Hall, who exposed modern day slavery in Thailand’s canned fruit industry, faces a defamation case, 7 years imprisonment and $10 million in damages from lawsuits brought by Thai pineapple company Natural Fruit.
According to LabourStart, which has launched a campaign in support of Hall, the campaigner discovered serious rights abuses at a Natural Fruit factory including child labour, illegally low wages and violence against workers.
UNI Global Union General Secretary Philip Jennings said, “We are extremely concerned for the wellbeing of Andy Hall, who has only acted to protect innocent people in the face of extreme exploitation.”
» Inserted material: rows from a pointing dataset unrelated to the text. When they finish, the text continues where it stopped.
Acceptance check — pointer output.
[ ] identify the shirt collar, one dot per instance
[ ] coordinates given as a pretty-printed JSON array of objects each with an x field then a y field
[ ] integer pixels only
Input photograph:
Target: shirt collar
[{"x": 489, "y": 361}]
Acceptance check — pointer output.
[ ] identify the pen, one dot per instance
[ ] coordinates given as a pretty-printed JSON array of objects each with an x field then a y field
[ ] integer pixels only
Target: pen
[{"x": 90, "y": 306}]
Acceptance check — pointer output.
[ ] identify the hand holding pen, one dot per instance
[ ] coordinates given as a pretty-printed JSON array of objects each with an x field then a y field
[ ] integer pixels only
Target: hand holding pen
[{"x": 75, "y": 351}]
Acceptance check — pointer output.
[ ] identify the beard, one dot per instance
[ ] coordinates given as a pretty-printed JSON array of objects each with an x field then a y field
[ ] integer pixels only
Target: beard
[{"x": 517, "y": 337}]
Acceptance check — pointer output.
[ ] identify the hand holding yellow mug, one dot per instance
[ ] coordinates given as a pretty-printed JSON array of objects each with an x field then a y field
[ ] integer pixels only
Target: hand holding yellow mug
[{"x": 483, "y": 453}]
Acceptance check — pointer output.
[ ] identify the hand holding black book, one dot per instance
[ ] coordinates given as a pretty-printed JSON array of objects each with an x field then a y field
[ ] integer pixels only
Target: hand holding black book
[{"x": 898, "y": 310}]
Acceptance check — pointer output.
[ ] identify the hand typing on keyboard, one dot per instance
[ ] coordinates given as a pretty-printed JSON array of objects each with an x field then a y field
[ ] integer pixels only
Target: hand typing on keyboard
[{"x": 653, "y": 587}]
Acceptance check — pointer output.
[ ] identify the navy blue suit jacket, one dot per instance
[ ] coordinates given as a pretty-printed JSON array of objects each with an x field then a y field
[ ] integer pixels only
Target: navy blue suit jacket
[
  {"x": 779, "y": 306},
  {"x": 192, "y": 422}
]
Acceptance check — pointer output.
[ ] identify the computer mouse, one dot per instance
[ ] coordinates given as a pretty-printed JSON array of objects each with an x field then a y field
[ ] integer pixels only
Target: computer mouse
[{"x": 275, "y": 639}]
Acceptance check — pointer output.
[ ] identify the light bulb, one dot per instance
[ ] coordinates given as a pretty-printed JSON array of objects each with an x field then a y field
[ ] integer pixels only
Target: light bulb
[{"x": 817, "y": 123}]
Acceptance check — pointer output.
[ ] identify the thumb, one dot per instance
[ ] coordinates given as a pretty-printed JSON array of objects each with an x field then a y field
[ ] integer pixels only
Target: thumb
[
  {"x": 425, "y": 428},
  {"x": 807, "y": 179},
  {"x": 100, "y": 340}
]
“We call on the Thai fruit industry to enter into a process of dialogue and engagement on this matter rather than victimizing Andy. As the world’s largest pineapple producer, all eyes are on Thailand to prove its products are responsibly sourced.”
A group of major European companies has voiced its own alarm at Hall’s treatment. United Nordic, an alliance of food companies from northern Europe, has written to the Thai Food Processors Association saying, "We are greatly worried and concerned about this negative development."
Hall made the allegations in a report last year for Finnish rights watchdog Finnwatch and is due in court in Bangkok on September 2 on a defamation charge linked to an interview he gave to the Al-Jazeera television network about the case.
According to AFP, the activist's passport has been confiscated by Thailand, which is now under military rule, pending his trial.
If convicted in the first trial he could face one year in prison. More serious charges under the computer crime act -- which carries up to seven years in jail for each count -- are due to be heard later in September, AFP says.